Che cos'è il Sender Policy Framework (SPF)?

Dicembre 8, 2025

Il Sender Policy Framework (SPF) è uno standard di autenticazione della posta elettronica che aiuta a prevenire lo spoofing della posta elettronica.

che cos'è il quadro normativo del mittente

Che cos'è il Sender Policy Framework?

Il framework delle policy del mittente è un'e-mail autenticazione protocollo che utilizza Record DNS per indicare quale mail servers sono autorizzati a inviare e-mail per uno specifico dominioIl proprietario del dominio pubblica un record SPF nel dominio DNS zona come una voce TXT formattata in modo speciale. Questo record elenca i dati autorizzati Gli indirizzi IP o nomi host e include regole su come ricevere la posta servers dovrebbe valutare i messaggi che affermano di provenire da quel dominio.

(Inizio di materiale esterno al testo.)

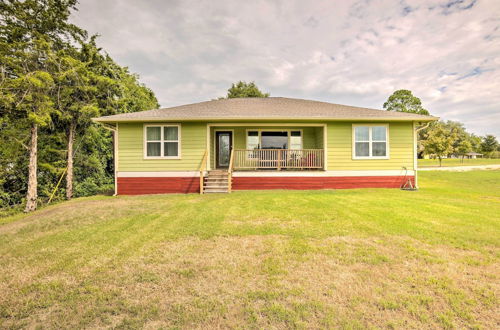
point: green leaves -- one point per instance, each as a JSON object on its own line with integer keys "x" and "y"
{"x": 403, "y": 101}
{"x": 53, "y": 76}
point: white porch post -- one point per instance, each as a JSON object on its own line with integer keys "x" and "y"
{"x": 325, "y": 147}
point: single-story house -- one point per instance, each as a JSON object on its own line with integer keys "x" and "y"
{"x": 473, "y": 155}
{"x": 263, "y": 143}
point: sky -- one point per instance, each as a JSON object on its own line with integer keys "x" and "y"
{"x": 447, "y": 52}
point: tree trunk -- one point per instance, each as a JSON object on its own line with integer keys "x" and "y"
{"x": 69, "y": 172}
{"x": 32, "y": 194}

Quando si riceve un'e-mail, la posta del destinatario server controlla il dominio del mittente della busta nel SMTP transazione e cerca il suo record SPF nel DNS. Quindi confronta l'invio serverl'indirizzo IP di alle fonti autorizzate definite in quel record e restituisce un risultato come "superato", "fallito", "softfail" o "neutrale". In base a questo risultato, il sistema ricevente accetta, contrassegna o rifiuta il messaggio.

Verificando che le email provengano da infrastrutture legittime, SPF aiuta a prevenire lo spoofing del dominio, supportando una maggiore accuratezza carne in scatola filtraggio e rafforza la sicurezza complessiva della posta elettronica quando utilizzato insieme ad altri meccanismi come DKIM e DMARC.

Come funziona il Sender Policy Framework?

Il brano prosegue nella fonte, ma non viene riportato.